Why Millenials in the Workplace ‘Don’t Care,’ and 4 Things You Can Do
Via Entrepreneur : I’m 30, an ex-corporate executive (at BlackBerry) and now the CEO of a business-collaboration tech startup. I know a thing or two about millennials at work because I am one; and I’ve managed several. If you are struggling with how best to engage millennials at work, read on: This piece is for you.
Throughout my experience, I’ve learned about why, sometimes, our generation doesn’t seem “to care,” and I’d like to explain to our elders what’s really going on. So, here goes. . .
1. We don’t value 20th century workplace rules.
Rigid office hours? Strict dress codes? Meetings to talk about meetings? The “legacy-effect” of traditions, language that sounds like corporate-speak and outdated practices are all hard for us to stomach. If the only reason why something is done a certain way at work is that “it’s always been done that way,” you’ll lose us. We are a generation of hackers, tinkerers and shortcut takers. We want the best, most efficient and logical approach. Does your company have rules and policies “just because”?
What you can do about it. Poll the team: What policies need to go? What processes need to be improved? How can the company improve its culture?
2. We don’t want to be another cog in the wheel.
We’ve been labeled the “entitled generation” and have been called many things, with varying degrees of accuracy. The bottom line, however, is that we don’t have the same value-set as our parents or grandparents. A lifelong career with a work/life balance may have been a goal for their generations but isn’t ours. We want purpose. We want meaning.
We want work that does more than pay the bills and pass the time. In a survey by Deloitte, six out of ten millennials said a sense of purpose was part of the reason they chose to work for their current employer.
What you can do about it: Tell us why we should care. Why does your company exist? How does each team member’s role contribute to that purpose? Clearly articulate this and refer back to it in daily behavior and decisions.

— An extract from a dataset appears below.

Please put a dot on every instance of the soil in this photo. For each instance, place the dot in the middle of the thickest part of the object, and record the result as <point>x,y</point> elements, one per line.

3. We need to have our voices heard.
Does your company culture allow for anyone to highlight a critical problem? Can the most junior person on the team share an idea to improve a product or process? Most companies fall short of engaging the entire team to solve company problems and improve innovation.
But not all companies: Toyota is famous for giving workers on the assembly line the ability to stop production if they discover a quality issue. Tesla has a “best idea wins” culture. Amazon allows anyone to pitch a new product concept. Is the team encouraged to speak up at your company? Or is it standard protocol to “raise it with your manager”?
What you can do about it: Create a culture that makes people feel safe to speak up. Define a process by which you can uncover the team’s best thinking and make better decisions accordingly. Make this effort easier and more efficient with the right tools.
4. We don’t like business software.
Many of us cut our teeth on iPhones and Macbooks. But then we got to the workplace and had to use — still do — the software that the IT department purchased ten years ago. It’s not user friendly, it’s clunky, it’s not what we’re used to.
We use it begrudgingly, and it drastically impacts our level of happiness (and productivity) at work. Do the core apps at your company require training manuals?
What you can do about it: Business software is going through a renaissance. Take advantage of the latest and greatest tools that focus on user experience. Don’t be afraid of cloud services.
If there are security or industry-specific reasons for not adopting new tech, reevaluate those concerns and see if there are any tools that have cropped up that solve your problems.